Novotny is worried that Ohio’s food banks would be stretched even worse under such cuts than they were after expanded SNAP benefits during the covid pandemic expired.
“We know that we can’t ever make up for the value that SNAP benefits provide to low-income working families, seniors and people with disabilities,” she said. “We’re not designed to be a first-line grocery store. SNAP invests directly in local economies. Benefits are spent at local grocers. The removal of this investment in that supply chain… I’m not only concerned about access to affordable food for people with lower resources, but also sustainability and resilience in the food-supply sector as a whole.”
Novotny said two bad-but-likely results would be bigger food deserts and less access to healthy nutrition. Those outcomes would be particularly devastating to low-income families who have seen food prices grow 27% between mid-2020 and the beginning of this year.
Asked whether Gov. Mike DeWine opposed the SNAP cuts in the Republican bill, his press secretary, Dan Tierney, was noncommittal.

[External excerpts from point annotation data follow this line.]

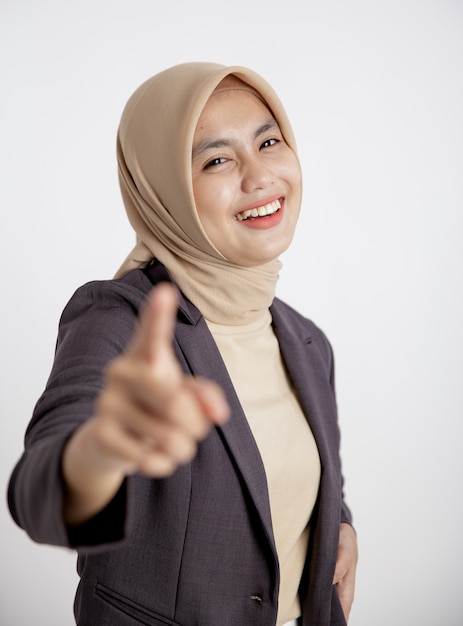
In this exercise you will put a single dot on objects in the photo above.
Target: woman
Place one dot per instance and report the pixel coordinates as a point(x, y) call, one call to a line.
point(187, 442)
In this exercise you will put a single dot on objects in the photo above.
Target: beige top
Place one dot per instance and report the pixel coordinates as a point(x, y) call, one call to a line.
point(285, 441)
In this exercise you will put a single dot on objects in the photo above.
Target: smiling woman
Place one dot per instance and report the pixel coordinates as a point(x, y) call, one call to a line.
point(245, 177)
point(187, 443)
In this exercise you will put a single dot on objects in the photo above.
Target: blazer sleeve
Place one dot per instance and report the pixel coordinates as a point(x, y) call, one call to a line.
point(94, 328)
point(346, 515)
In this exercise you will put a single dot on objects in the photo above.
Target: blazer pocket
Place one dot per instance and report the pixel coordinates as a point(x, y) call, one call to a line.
point(139, 613)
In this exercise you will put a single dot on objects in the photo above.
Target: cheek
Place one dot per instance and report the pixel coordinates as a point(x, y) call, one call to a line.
point(213, 202)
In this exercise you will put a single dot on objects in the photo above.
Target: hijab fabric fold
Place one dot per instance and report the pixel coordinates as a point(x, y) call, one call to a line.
point(154, 147)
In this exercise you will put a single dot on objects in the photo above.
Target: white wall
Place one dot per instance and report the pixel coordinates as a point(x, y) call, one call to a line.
point(375, 92)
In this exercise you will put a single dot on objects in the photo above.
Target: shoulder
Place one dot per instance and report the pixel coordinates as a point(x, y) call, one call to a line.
point(289, 321)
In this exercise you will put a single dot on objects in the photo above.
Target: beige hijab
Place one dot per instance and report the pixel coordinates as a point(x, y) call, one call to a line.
point(154, 156)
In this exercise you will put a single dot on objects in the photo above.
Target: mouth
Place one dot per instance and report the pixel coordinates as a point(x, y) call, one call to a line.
point(263, 211)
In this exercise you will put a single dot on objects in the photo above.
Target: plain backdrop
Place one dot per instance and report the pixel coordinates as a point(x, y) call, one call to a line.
point(375, 93)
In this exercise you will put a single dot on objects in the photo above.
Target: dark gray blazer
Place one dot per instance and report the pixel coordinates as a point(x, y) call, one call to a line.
point(197, 548)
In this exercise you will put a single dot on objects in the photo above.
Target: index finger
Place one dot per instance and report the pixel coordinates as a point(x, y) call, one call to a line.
point(156, 324)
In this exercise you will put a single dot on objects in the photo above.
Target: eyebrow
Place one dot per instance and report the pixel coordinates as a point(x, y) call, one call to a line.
point(212, 144)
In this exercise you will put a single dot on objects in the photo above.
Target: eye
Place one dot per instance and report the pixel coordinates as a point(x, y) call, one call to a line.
point(215, 162)
point(270, 142)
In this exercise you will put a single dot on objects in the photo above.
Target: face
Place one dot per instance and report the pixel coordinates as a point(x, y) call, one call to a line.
point(246, 179)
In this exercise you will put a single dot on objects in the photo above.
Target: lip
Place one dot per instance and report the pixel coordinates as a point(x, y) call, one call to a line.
point(266, 221)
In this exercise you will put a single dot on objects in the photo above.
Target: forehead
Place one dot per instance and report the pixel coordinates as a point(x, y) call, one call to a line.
point(233, 103)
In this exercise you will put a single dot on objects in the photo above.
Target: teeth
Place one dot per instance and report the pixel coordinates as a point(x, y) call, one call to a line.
point(262, 211)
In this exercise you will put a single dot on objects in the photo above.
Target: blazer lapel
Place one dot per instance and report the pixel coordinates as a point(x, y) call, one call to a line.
point(310, 376)
point(203, 358)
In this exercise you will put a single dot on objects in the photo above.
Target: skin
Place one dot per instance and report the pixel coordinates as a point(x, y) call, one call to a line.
point(149, 417)
point(241, 161)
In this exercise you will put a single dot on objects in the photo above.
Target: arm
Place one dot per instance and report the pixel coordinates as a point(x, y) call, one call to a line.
point(344, 575)
point(95, 330)
point(148, 418)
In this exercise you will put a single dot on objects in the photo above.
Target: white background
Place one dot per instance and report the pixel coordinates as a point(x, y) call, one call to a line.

“As we have seen, these proposals can change dramatically as the process proceeds,” Tierney said in an email. “We have generally reserved comments until after final proposals have been adopted.”
The offices of Sens. Jon Husted and Bernie Moreno were asked if they would support the cuts when the House bill came before them. Neither replied.
For her part, Novotny said she has an even deeper concern than overwhelmed food banks and growing food deserts.
Asked what would happen if states can’t or won’t find the money the House budget is demanding for SNAP, she said, “We can’t get a good answer to that.”
“Fundamentally, will SNAP remain an entitlement? Will states have to administer the program at all?” she asked. “Fundamentally, it’s hard to understand how it would be required of a state to participate in the program if there’s such a significant cost burden.”
The question, at bottom, is whether the already huge number of poor Ohioans will swell and whether they’ll be pushed even deeper into poverty and food insecurity.
“I’m most concerned about what it would mean for the structure of the federal nutrition safety net,” Novotny said. “SNAP is and always has been an entitlement program. If you’re a worker who, through no fault of your own, loses your job and while you’re seeking work you need help affording groceries so that you can stay in your house… SNAP is there. Or if you’re a person who receives a really serious cancer diagnosis and you have to use some (Family and Medical Leave Act benefits) to come and get treatment, SNAP is there. If you’re a low-wage working family, or if you’re a senior on a fixed income, SNAP is there and the benefit has always been fully federally funded.”